Health guidelines for a water birth cites “excess” weight as a risk only because it is necessary to ensure that a woman in labor can be moved out of the water in an emergency.

Ahlia worked with her midwife on a care plan, including safety planning so her partner could lift her if necessary, which was signed off by the consultant doctor.

But when she arrived at the hospital in labor and asked for the bath to be put on, Ahlia says the midwife on duty looked at her and said they would “just have to look into it”.

This delay in starting Ahlia’s birth plan led to what she describes as “a bit of a traumatic birth”.

The fear for her baby’s safety was “horrifying”, as was her feeling that none of this had to happen the way it did – and that her needs were “ignored” based on judgments about her body size.

Weight stigma already is more generally towards women. Women during preconception, pregnancy and postpartum are particularly vulnerable – and weight stigma has been shown to have negative health outcomes for mother and child.

But a study published in the journal Health Psychology Review proposed a new model earlier this year to reduce weight stigma around pregnancy.

Dr Briony Hill and PhD candidate Haimanot Hailu, from Monash University’s School of Public Health and Preventive Medicine, led the study. Hill says society’s strict beauty and behavior standards for women extend directly to this form of “mom shaming” – “mothers blame their weight and their body size, thinking that it makes them better by shaming them”.

“In reality, we are not 100% individually responsible for our weight, our body size, our body shape, because it is mostly genetically determined,” says Hill. “Eliminating weight stigma is about looking at the person as a whole, rather than just making assumptions about them simply based on their appearance or their body size.”

The authors noted that stigmatization begins with labeling women at higher risk of infertility or pregnancy-related complications because of their body size.

Negative impacts of weight stigma around pregnancy include avoidance of involvement in healthcare, psychological stress, reduced motivation to engage in healthy behaviors and disordered eating habits – which can themselves contribute to maternal obesity.

Other examples discussed in the study were societal expectations around “ideal” pre-pregnancy weight, negative comments about pregnancy weight gain, and pressure to “bounce back” to pre-pregnancy body weight.
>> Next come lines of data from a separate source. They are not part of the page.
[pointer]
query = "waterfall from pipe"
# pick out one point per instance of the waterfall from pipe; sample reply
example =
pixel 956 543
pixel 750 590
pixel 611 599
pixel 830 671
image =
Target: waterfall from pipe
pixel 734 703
Dr Gillian Gibson, the president of the Royal Australian and New Zealand College of Obstetricians and Gynecologists (Ranzcog), says while there is pregnancy risks associated with both a low or high BMI, “Ranzcog recognizes the importance of providing all women with care that is free from stigma and prejudice/discrimination”.

“An assessment of a woman’s overall health and well-being, including factors such as weight, is more complex than assessment by a single indicator such as BMI,” says Gibson.

While health care is one of the biggest areas where weight stigma exists, Hill says clinicians’ behavior stems from societal norms – which is the root cause that needs to be addressed.

In addition to raising public awareness about obesity factors, the study’s model suggests several interventions. This includes tackling the normalization of weight stigma such as “overmedicalization of obesity”, as well as equipping professionals to improve communication skills around the issue, and finally targeting structural stigma through strategies such as inclusive health care policies.

Dr Fiona Willer, the vice-president of Dieticians Australia and lecturer at the Queensland University of Technology, praises the Monash researchers’ model for addressing the broad range of precursors to weight stigma for this demographic in particular. She says the study addressed the prejudice and stereotypical ideas that health professionals have: “That’s how they end up delivering the care they deliver, which is substandard for large-bodied women.”

“I agree with [the study’s] point of view that when we try to ‘help’, there are all these unintended consequences, and these are actually those consequences that we need to pay close attention to if we want to take better care,” says Willer.

Willer says campaigns that simply say “stigma is bad” can have the opposite effect, opening the door for further stigmatizing attitudes and beliefs.

“The kind of intervention that is effective in reducing stigma is to make the people who have these stigmatized characteristics visible, to make those people much more visible in positions of power, to make decisions, fully integrated into the system.”

*First name is used for privacy reasons only.